Como é do conhecimento de todos a FNE desenvolveu, ao longo dos últimos meses, um processo negocial com a Associação de Estabelecimentos de Ensino Particular e Cooperativo (AEEP). As propostas iniciais da AEEP previam: a não contagem do tempo de serviço prestado entre 1 de setembro de 2012 e 1 de setembro de 2013, para efeitos de progressão; a possibilidade de cada estabelecimento poder, com caráter temporário, estabelecer acordos com cada um dos seus trabalhadores com vista à redução do vencimento mensal; a eliminação dos números 5 a 7 do art. 14º do Contrato Coletivo de Trabalho. Prevíamos uma negociação difícil e as posições que nos foram chegando através dos nossos associados vieram confirmar os nossos receios, na medida em que assumiram uma oposição clara a estas propostas em negociação.
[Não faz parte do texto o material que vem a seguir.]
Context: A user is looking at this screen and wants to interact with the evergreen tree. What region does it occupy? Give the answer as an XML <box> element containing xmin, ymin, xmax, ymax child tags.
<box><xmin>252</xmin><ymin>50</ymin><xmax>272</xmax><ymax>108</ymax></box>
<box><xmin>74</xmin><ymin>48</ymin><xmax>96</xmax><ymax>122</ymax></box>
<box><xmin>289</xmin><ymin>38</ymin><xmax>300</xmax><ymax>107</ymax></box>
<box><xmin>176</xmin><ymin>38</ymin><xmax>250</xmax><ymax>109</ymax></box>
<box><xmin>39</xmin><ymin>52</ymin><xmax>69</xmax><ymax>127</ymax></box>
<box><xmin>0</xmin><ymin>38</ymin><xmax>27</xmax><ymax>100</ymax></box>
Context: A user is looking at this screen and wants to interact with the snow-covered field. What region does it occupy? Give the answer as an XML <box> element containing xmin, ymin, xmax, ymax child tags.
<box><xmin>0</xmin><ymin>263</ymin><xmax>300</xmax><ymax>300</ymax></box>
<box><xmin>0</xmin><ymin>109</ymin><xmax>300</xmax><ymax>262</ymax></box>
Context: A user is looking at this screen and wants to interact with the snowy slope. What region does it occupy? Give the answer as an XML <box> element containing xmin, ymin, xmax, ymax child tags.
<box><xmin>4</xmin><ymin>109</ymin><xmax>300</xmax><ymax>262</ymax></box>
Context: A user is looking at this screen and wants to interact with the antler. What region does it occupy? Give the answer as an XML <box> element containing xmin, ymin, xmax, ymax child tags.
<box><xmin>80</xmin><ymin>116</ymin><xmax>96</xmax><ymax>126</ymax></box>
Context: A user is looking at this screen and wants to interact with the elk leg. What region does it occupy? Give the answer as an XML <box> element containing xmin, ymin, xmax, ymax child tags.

Nas reuniões de negociação que se seguiram, em finais de julho e no início do mês de agosto, a FNE assumiu junto da AEEP uma posição clara:
- rejeição total da possibilidade da entidade patronal estabelecer, com qualquer trabalhador, um acordo com vista à redução do valor do vencimento mensal;
- rejeição da possibilidade da desregulação do tempo de trabalho letivo e não letivo e, com tal, a inviabilização da eliminação dos números 5 a 7 do art. 14º do CCT, sem que fossem substituídos por outros pontos que, na sua redação, impossibilitassem os estabelecimentos de ensino de impor aos professores qualquer horário que não contemplasse tempo para o trabalho a nível individual, o que poderia traduzir-se numa prestação real de trabalho a nível individual, o que poderia traduzir-se numa prestação real de trabalho de mais do que 35 horas semanais;
- rejeição do congelamento do tempo de serviço, para efeitos de progressão em carreira, prestado entre 1 de setembro de 2012 e 1 de setembro de 2013, a não ser que ficasse acordada a contrapartida de não haver despedimentos. Mesmo que a AEEP aceitasse esta contrapartida, a FNE propôs que este ano de “ congelamento” fosse recuperado no nível seguinte que assim, teria menos 1 ano de duração.
A AEEP, nas sucessivas reuniões, foi fazendo aproximação às nossas posições deixando cair a possibilidade de acordos individuais e aceitando que, caso fosse possível um acordo, o tempo de “congelamento” seria recuperado no nível seguinte. Contudo, não garantia que os despedimentos não acontecessem o que na prática se veio a verificar. Todos os dias somos confrontados com inúmeras situações de associados que recebem cartas de despedimento.
Estamos conscientes dos problemas que enfrentam alguns estabelecimentos do ensino particular. Contudo, rejeitamos que seja à custa da diminuição de vencimentos e de despedimentos que estes problemas sejam resolvidos.
Assim, não foi feito qualquer acordo negocial entre a FNE e a AEEP. Tudo fizemos para a obtenção de um acordo que mantivesse o emprego, mesmo com alguma situação pontual e temporária menos benéfica para os trabalhadores.
A AEEP não aceitou o que para a FNE era da máxima importância isto é, a inexistência de despedimentos.
A FNE continuará na defesa intransigente dos postos de trabalho e de condições dignas para todos os trabalhadores que representamos.